IL-12Rβ1 deficiency: mutation update and description of the IL12RB1 variation database

Abstract

IL-12Rβ1 deficiency is an autosomal recessive disorder characterized by predisposition to recurrent and/or severe infections caused by otherwise poorly pathogenic mycobacteria and salmonella. IL-12Rβ1 is a receptor chain of both the IL-12 and the IL-23 receptor and deficiency of IL-12Rβ1 thus abolishes both IL-12 and IL-23 signaling. IL-12Rβ1 deficiency is caused by bi-allelic mutations in the IL12RB1 gene. Mutations resulting in premature stop codons, such as nonsense, frame shift, and splice site mutations, represent the majority of IL-12Rβ1 deficiency causing mutations (66%; 46/70). Also every other morbid mutation completely inactivates the IL-12Rβ1 protein. In addition to disease-causing mutations, rare and common variations with unknown functional effect have been reported in IL12RB1. All these variants have been deposited in the online IL12RB1 variation database (www.LOVD.nl/IL12RB1). In this article, we review the function of IL-12Rβ1 and molecular genetics of human IL12RB1.
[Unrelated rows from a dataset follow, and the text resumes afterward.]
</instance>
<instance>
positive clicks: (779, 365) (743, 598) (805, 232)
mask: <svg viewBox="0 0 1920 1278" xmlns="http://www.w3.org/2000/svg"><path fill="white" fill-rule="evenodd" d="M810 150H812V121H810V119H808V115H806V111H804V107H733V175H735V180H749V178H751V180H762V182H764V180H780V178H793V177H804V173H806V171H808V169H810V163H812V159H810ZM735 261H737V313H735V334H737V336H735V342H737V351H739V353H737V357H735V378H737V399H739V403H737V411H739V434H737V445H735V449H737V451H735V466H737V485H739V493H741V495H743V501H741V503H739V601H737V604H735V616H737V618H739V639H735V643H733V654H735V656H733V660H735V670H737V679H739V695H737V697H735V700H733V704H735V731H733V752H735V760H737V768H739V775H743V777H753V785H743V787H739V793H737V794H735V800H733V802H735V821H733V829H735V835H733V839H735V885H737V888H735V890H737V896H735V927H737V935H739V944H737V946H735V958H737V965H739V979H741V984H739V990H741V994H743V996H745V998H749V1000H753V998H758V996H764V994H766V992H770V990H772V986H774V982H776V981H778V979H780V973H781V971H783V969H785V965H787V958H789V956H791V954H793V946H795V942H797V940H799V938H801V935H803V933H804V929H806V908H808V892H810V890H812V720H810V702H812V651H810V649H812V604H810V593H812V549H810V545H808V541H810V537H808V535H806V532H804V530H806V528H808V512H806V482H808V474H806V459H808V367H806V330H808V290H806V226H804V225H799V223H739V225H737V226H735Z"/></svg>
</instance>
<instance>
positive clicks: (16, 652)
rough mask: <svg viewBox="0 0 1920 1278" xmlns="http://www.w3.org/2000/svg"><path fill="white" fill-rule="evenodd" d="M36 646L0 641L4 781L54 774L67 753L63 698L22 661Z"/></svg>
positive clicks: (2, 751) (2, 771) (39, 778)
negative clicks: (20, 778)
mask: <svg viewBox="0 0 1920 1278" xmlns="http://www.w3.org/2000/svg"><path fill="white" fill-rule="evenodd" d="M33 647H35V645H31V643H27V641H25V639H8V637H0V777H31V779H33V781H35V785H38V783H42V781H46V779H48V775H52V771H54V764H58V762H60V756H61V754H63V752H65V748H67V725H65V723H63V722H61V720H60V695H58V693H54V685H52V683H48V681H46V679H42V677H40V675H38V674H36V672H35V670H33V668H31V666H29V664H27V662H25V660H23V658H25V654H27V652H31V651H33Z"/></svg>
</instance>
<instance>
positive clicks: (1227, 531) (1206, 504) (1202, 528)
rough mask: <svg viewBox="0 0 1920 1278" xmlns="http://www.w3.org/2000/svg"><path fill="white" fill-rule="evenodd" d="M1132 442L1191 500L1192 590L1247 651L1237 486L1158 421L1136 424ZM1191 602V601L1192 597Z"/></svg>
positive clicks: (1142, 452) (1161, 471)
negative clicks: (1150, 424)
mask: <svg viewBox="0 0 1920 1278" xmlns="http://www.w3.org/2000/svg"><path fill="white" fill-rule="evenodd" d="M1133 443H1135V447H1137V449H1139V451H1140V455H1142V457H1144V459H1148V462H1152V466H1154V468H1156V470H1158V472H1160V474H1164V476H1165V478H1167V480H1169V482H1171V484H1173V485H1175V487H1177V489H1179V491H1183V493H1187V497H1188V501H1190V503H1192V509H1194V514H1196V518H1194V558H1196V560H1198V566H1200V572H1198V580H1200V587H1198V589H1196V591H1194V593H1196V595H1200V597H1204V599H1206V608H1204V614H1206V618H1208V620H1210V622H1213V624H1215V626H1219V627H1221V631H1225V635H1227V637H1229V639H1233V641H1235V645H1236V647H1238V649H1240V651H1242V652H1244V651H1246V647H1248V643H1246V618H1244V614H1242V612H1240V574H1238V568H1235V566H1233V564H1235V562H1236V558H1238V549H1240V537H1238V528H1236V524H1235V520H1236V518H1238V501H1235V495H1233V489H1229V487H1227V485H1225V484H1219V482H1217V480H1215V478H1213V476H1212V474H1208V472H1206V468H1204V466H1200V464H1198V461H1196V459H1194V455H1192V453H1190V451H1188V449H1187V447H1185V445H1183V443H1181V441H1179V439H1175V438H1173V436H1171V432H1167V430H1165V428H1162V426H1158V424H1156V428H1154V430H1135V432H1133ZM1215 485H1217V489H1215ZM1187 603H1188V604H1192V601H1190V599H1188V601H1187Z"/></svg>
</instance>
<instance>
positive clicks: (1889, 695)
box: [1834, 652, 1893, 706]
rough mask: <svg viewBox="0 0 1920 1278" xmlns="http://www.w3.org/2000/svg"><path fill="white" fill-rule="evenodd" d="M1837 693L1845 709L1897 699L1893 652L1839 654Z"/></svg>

Keywords: IL-12Rβ1 deficiency; IL12RB1; Mendelian susceptibility to mycobacterial disease.

Figure 1

(A) Schematic representation of the mature IL-12Rβ1 isoforms 1 and 2. The full-length IL-12Rβ1 receptor chain, isoform 1, contains a large extracellular segment comprised of five Fibronectin type III repeat regions (FNIII). The first two FNIII repeat regions together form the cytokine-binding region (CBR) that also contains the cytokine receptor signature (WSxWS motif and two Cys-Cys pairs). The other three FNIII repeat regions are required for proper dimerization. The extracellular domain is followed by a single transmembrane domain (TM). The intracellular part contains the box 1 and box 2 cytokine receptor motifs required for JAK-associated signal transduction. Isoform 2 contains the cytokine-binding region (CBR) and one more FNIII domain followed by a stretch of 41 aa with no similarity to known domains. (B) Schematic representation of signal transduction via the IL-12 and IL-23 receptors.

Figure 2

Genomic structure, encoded protein domains and mutation distribution in the IL12RB1 gene. Numbers and positions of total (A) and unique (B) variants are shown, as well as mutation distribution ratio as determined by dividing the number of unique mutations per exon by the exon length (C). FN III = Fibronectin type III repeat regions, TM = transmembrane domain. The coding region of the transcript is indicated in light grey. The last 13 bp of exon 16 (indicated in dark grey) are subject to alternative splicing (50:50 distribution). Note: mutations in splice sites and genomic deletions grouped under (first) affected exon.